Enfin, il prend à partie notre gouvernement qui a autre chose à faire que de plafonner les salaires de certains comédiens, ce qui me semble d’ailleurs dépasser son champ de compétence, alors que sont sur la table des sujets bien plus importants et sur lesquels le cinéma français aurait urgemment besoin d’une véritable intervention politique.

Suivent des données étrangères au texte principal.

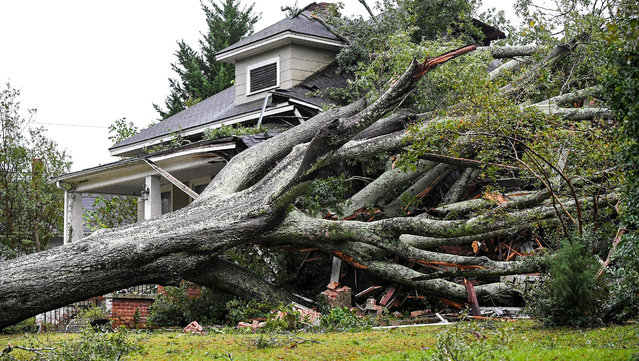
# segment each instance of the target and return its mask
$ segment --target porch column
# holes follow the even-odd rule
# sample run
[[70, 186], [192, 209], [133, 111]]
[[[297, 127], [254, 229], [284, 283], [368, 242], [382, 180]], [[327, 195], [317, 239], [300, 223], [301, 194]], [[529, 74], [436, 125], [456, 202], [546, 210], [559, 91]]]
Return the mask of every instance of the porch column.
[[138, 197], [137, 205], [138, 205], [138, 214], [136, 217], [136, 222], [139, 222], [144, 220], [144, 198]]
[[82, 193], [69, 193], [69, 203], [71, 204], [70, 221], [71, 242], [84, 238], [84, 208], [82, 207]]
[[151, 219], [162, 214], [162, 198], [160, 192], [160, 176], [149, 175], [144, 179], [144, 186], [149, 192], [144, 201], [144, 219]]

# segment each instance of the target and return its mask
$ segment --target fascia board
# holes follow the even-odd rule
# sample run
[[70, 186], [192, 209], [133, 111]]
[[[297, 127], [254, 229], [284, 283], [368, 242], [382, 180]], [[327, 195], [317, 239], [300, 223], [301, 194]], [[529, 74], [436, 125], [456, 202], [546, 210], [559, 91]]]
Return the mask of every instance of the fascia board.
[[[242, 47], [233, 49], [229, 52], [217, 53], [215, 54], [215, 60], [225, 61], [227, 63], [233, 63], [237, 59], [241, 59], [243, 57], [253, 55], [253, 53], [255, 53], [256, 50], [258, 49], [259, 49], [259, 52], [262, 52], [267, 50], [269, 46], [277, 47], [279, 45], [292, 43], [292, 42], [313, 44], [319, 47], [333, 48], [333, 49], [341, 49], [348, 46], [346, 43], [340, 40], [326, 39], [326, 38], [313, 36], [313, 35], [298, 34], [289, 30], [280, 34], [275, 34], [271, 37], [259, 40], [254, 43], [246, 44]], [[260, 49], [260, 48], [264, 48], [264, 49]]]

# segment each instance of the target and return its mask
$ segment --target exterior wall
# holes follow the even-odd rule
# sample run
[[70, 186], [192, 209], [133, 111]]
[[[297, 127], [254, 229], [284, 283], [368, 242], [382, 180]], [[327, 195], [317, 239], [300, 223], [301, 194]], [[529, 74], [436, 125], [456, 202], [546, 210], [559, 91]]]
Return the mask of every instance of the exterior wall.
[[335, 51], [318, 49], [300, 44], [288, 44], [266, 51], [235, 63], [235, 104], [264, 99], [266, 92], [247, 96], [247, 68], [269, 59], [280, 59], [280, 89], [292, 88], [304, 79], [330, 64], [335, 59]]
[[291, 58], [280, 63], [281, 78], [287, 79], [280, 83], [280, 88], [292, 88], [301, 83], [330, 64], [335, 59], [335, 55], [336, 52], [331, 50], [293, 44]]
[[265, 92], [260, 92], [246, 96], [246, 72], [250, 65], [263, 62], [275, 57], [280, 58], [280, 87], [285, 79], [282, 78], [282, 62], [290, 60], [292, 56], [292, 46], [285, 45], [281, 48], [266, 51], [246, 59], [237, 60], [235, 63], [235, 104], [248, 103], [253, 100], [264, 99]]

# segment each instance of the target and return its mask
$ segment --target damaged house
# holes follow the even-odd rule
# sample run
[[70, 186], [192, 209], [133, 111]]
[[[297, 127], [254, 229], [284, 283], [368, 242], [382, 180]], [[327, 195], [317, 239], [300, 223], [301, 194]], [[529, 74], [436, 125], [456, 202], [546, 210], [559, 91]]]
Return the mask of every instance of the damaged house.
[[[141, 131], [112, 148], [122, 160], [55, 179], [65, 189], [65, 243], [84, 237], [83, 193], [138, 197], [138, 219], [189, 204], [233, 155], [304, 122], [326, 101], [309, 93], [346, 84], [329, 65], [346, 46], [312, 20], [310, 5], [217, 54], [235, 65], [235, 84]], [[260, 127], [263, 133], [206, 140], [225, 125]], [[148, 153], [177, 134], [186, 145]]]
[[[138, 220], [178, 210], [196, 199], [234, 155], [279, 136], [330, 105], [313, 92], [344, 87], [349, 76], [337, 73], [333, 65], [347, 44], [312, 14], [327, 5], [313, 3], [298, 16], [218, 52], [218, 61], [234, 64], [234, 84], [111, 147], [111, 155], [122, 160], [56, 177], [54, 181], [65, 192], [64, 243], [86, 235], [83, 194], [135, 196]], [[486, 24], [479, 25], [489, 40], [504, 36]], [[207, 137], [208, 132], [223, 126], [256, 127], [261, 133]], [[181, 145], [149, 152], [178, 136], [183, 140]], [[344, 276], [341, 269], [341, 260], [334, 258], [331, 281]], [[371, 290], [376, 289], [360, 290], [356, 296], [363, 297]], [[384, 304], [394, 301], [395, 291], [385, 293]], [[112, 310], [117, 308], [116, 299], [122, 298], [114, 295], [107, 297]], [[152, 300], [135, 295], [125, 302], [133, 302], [145, 316]], [[127, 317], [132, 319], [133, 315]]]

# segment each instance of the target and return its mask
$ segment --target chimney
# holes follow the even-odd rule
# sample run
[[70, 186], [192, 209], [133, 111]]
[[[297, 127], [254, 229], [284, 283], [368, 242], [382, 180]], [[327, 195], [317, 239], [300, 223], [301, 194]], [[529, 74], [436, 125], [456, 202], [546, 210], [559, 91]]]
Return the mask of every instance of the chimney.
[[331, 6], [331, 3], [316, 3], [312, 2], [306, 7], [304, 7], [304, 11], [315, 11], [317, 13], [328, 14], [328, 7]]

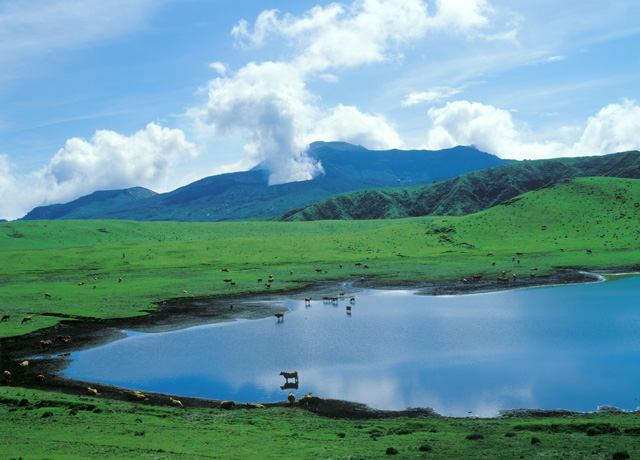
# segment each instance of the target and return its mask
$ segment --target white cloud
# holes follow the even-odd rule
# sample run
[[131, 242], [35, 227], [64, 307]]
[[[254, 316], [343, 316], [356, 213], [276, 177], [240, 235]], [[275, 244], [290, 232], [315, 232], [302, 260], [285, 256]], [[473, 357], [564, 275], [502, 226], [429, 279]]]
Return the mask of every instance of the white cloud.
[[400, 104], [404, 107], [410, 107], [427, 102], [440, 102], [445, 99], [449, 99], [456, 94], [460, 94], [462, 91], [462, 88], [449, 88], [446, 86], [431, 88], [428, 91], [416, 91], [407, 94]]
[[635, 101], [609, 104], [595, 116], [571, 148], [571, 156], [640, 150], [640, 107]]
[[315, 124], [307, 141], [344, 141], [369, 149], [401, 148], [396, 130], [382, 117], [360, 112], [356, 107], [339, 104]]
[[[96, 190], [161, 187], [174, 165], [197, 154], [182, 131], [149, 123], [131, 136], [101, 130], [91, 141], [71, 138], [46, 167], [26, 176], [15, 175], [6, 155], [0, 155], [0, 216], [22, 217], [34, 206]], [[28, 194], [24, 184], [29, 184]]]
[[229, 70], [223, 62], [212, 62], [209, 64], [209, 68], [218, 72], [218, 74], [225, 76]]
[[[429, 149], [475, 145], [501, 158], [518, 160], [605, 155], [640, 149], [637, 129], [640, 107], [628, 100], [607, 105], [590, 117], [580, 138], [573, 143], [532, 140], [534, 135], [525, 126], [518, 126], [509, 111], [477, 102], [449, 102], [428, 113], [432, 127], [424, 147]], [[560, 128], [558, 137], [566, 137], [567, 132], [575, 132], [575, 128]]]
[[[307, 82], [319, 78], [338, 83], [336, 72], [397, 62], [400, 48], [429, 30], [477, 37], [474, 31], [488, 25], [491, 13], [486, 0], [437, 0], [433, 15], [428, 9], [423, 0], [355, 0], [316, 6], [300, 16], [267, 10], [254, 24], [240, 21], [232, 30], [240, 45], [260, 47], [279, 39], [292, 54], [278, 62], [251, 62], [212, 81], [206, 121], [217, 135], [243, 133], [249, 140], [245, 150], [271, 165], [271, 183], [310, 179], [322, 171], [306, 155], [309, 141], [401, 146], [400, 136], [383, 117], [342, 104], [321, 108]], [[441, 89], [432, 97], [456, 91]], [[197, 116], [198, 110], [189, 113]]]
[[436, 6], [437, 13], [431, 18], [431, 25], [465, 35], [473, 35], [478, 29], [487, 27], [492, 12], [486, 0], [436, 0]]

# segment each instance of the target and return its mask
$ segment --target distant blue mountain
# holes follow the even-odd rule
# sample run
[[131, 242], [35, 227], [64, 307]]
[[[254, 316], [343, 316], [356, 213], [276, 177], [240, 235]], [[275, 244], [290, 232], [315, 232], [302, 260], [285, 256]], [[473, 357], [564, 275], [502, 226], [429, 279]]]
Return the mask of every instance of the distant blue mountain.
[[313, 180], [270, 186], [263, 162], [250, 171], [206, 177], [168, 193], [141, 187], [95, 192], [66, 204], [35, 208], [23, 219], [264, 219], [339, 193], [429, 184], [513, 162], [473, 147], [379, 151], [345, 142], [314, 142], [309, 155], [325, 171]]

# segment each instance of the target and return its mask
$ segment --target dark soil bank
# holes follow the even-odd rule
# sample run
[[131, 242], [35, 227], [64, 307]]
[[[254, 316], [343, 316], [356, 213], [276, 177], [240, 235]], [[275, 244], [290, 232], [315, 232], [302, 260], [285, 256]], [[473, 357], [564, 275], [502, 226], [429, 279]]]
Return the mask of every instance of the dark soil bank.
[[[504, 289], [526, 288], [545, 285], [578, 284], [600, 280], [601, 277], [577, 270], [564, 270], [546, 277], [531, 277], [509, 282], [498, 282], [493, 279], [470, 279], [459, 281], [422, 281], [397, 283], [393, 285], [377, 284], [374, 278], [351, 281], [352, 288], [378, 289], [415, 289], [423, 295], [456, 295], [490, 292]], [[1, 371], [11, 372], [10, 380], [3, 379], [3, 385], [39, 388], [43, 390], [59, 391], [70, 394], [84, 395], [87, 387], [98, 390], [101, 397], [113, 399], [128, 399], [130, 395], [125, 389], [111, 385], [83, 382], [64, 378], [59, 371], [67, 366], [68, 355], [71, 351], [93, 348], [124, 337], [123, 330], [142, 332], [162, 332], [183, 329], [199, 324], [233, 321], [236, 319], [258, 319], [271, 316], [282, 310], [278, 301], [299, 299], [305, 297], [321, 298], [333, 296], [344, 289], [344, 281], [314, 283], [304, 289], [288, 291], [286, 293], [270, 293], [247, 295], [244, 297], [216, 297], [208, 299], [173, 299], [158, 304], [156, 310], [145, 316], [122, 318], [113, 320], [61, 322], [55, 328], [37, 331], [24, 336], [6, 338], [0, 341]], [[231, 307], [233, 305], [233, 307]], [[57, 336], [70, 336], [71, 343], [64, 345]], [[51, 348], [43, 351], [41, 340], [51, 340]], [[37, 362], [32, 361], [27, 370], [22, 370], [18, 363], [27, 357], [42, 357]], [[44, 375], [43, 381], [36, 376]], [[135, 390], [135, 389], [132, 389]], [[141, 404], [168, 405], [169, 395], [145, 393], [146, 400]], [[222, 395], [221, 395], [222, 396]], [[191, 407], [220, 407], [220, 400], [180, 397], [185, 406]], [[258, 402], [258, 401], [254, 401]], [[298, 402], [294, 403], [295, 405]], [[285, 406], [288, 401], [264, 404], [265, 406]], [[238, 403], [236, 408], [246, 407]], [[363, 404], [340, 401], [322, 400], [311, 408], [321, 415], [349, 418], [376, 418], [396, 416], [437, 416], [430, 408], [407, 409], [404, 411], [374, 410]]]

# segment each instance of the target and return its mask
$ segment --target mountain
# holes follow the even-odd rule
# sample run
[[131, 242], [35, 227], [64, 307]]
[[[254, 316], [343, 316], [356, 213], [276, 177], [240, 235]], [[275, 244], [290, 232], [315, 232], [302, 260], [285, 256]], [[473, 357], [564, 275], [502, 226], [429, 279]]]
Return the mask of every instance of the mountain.
[[359, 190], [293, 209], [277, 220], [391, 219], [475, 213], [561, 179], [640, 178], [640, 153], [510, 163], [429, 185]]
[[269, 185], [263, 162], [250, 171], [206, 177], [168, 193], [139, 187], [95, 192], [70, 203], [36, 208], [22, 219], [211, 222], [273, 218], [344, 192], [428, 184], [513, 162], [472, 147], [376, 151], [344, 142], [314, 142], [309, 156], [325, 171], [313, 180]]
[[98, 191], [69, 203], [39, 206], [23, 217], [23, 220], [84, 219], [85, 214], [96, 212], [103, 219], [110, 219], [112, 213], [154, 195], [157, 195], [156, 192], [143, 187]]

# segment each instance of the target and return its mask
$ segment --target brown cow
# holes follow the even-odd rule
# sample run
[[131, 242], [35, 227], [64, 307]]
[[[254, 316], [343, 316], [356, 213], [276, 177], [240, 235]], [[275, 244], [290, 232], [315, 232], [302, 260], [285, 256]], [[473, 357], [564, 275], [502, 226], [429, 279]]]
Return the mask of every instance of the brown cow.
[[324, 401], [324, 398], [318, 398], [317, 396], [313, 396], [312, 393], [309, 393], [308, 395], [303, 396], [298, 400], [301, 406], [313, 412], [318, 411], [318, 407], [320, 406], [322, 401]]
[[311, 297], [305, 297], [304, 298], [304, 304], [305, 305], [311, 305]]
[[229, 270], [226, 269], [226, 268], [223, 268], [222, 271], [225, 272], [225, 273], [229, 273]]
[[31, 316], [25, 316], [24, 318], [22, 318], [20, 324], [28, 323], [29, 321], [31, 321]]
[[289, 403], [293, 406], [293, 403], [296, 400], [296, 395], [294, 395], [293, 392], [290, 391], [289, 396], [287, 396], [287, 399], [289, 400]]
[[2, 373], [2, 375], [4, 376], [4, 379], [8, 382], [9, 380], [11, 380], [11, 372], [9, 371], [4, 371]]
[[145, 401], [147, 397], [140, 393], [138, 390], [136, 391], [125, 391], [124, 392], [131, 401]]
[[87, 387], [87, 394], [89, 396], [98, 396], [100, 393], [95, 388]]
[[50, 299], [51, 298], [51, 294], [49, 294], [48, 292], [44, 293], [44, 297], [45, 299]]
[[276, 313], [276, 314], [275, 314], [275, 315], [273, 315], [273, 316], [275, 316], [276, 318], [278, 318], [278, 321], [280, 321], [280, 320], [283, 320], [283, 321], [284, 321], [284, 312], [283, 312], [283, 311], [280, 311], [280, 312]]
[[174, 406], [182, 406], [182, 401], [178, 401], [177, 399], [173, 399], [171, 396], [169, 396], [169, 401], [171, 402], [172, 405]]
[[226, 409], [226, 410], [231, 410], [234, 408], [234, 406], [236, 405], [235, 402], [233, 401], [222, 401], [220, 403], [220, 408], [221, 409]]
[[264, 409], [264, 404], [247, 403], [247, 409]]
[[287, 379], [287, 382], [289, 382], [289, 379], [294, 379], [296, 383], [298, 383], [298, 371], [294, 371], [294, 372], [282, 371], [280, 372], [280, 375], [283, 376], [285, 379]]
[[48, 350], [49, 348], [51, 348], [51, 340], [41, 340], [40, 346], [43, 350]]
[[11, 315], [2, 315], [2, 322], [9, 321], [11, 319]]

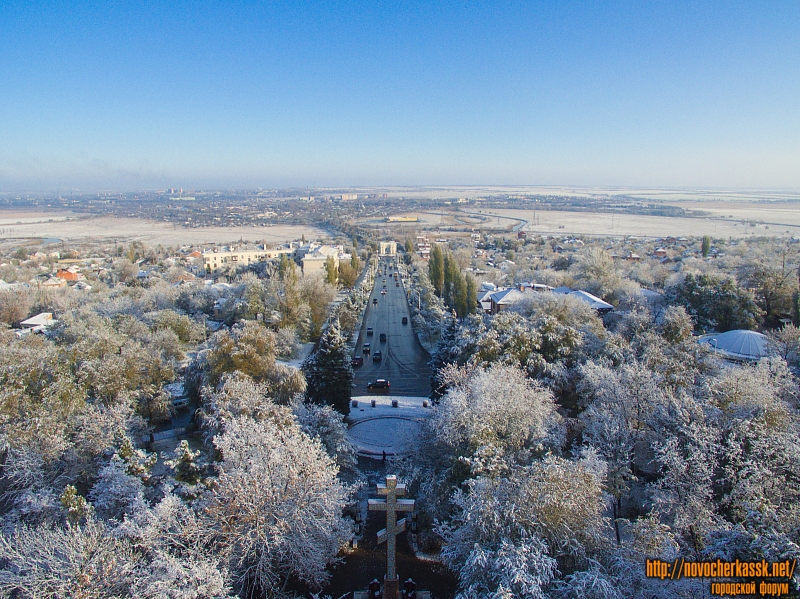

Il se joue en effet actuellement dans le silence de notre profession des enjeux très importants bien que plus techniques et moins glamours: depuis 10 ans se négocie avec âpreté une convention collective afin de prévoir et de règlementer les conditions de travail des techniciens et artistes du cinéma français. Or, un tout autre projet de convention a récemment fait son apparition à l’initiative de l’API, syndicat représentant les groupes les plus importants du paysage cinématographique français, au mépris total de l’ensemble de la production indépendante française, convention collective qui semble ignorer les réalités de notre métier et la fragilité de notre système et dont notre ministre de la Culture vient récemment de déclarer qu’elle ne s’opposerait pas à son extension. Ce serait en l’état une véritable catastrophe pour la production indépendante française, en particulier pour les films fragiles et enfin pour tous ceux qui vivent par et pour le cinéma en France.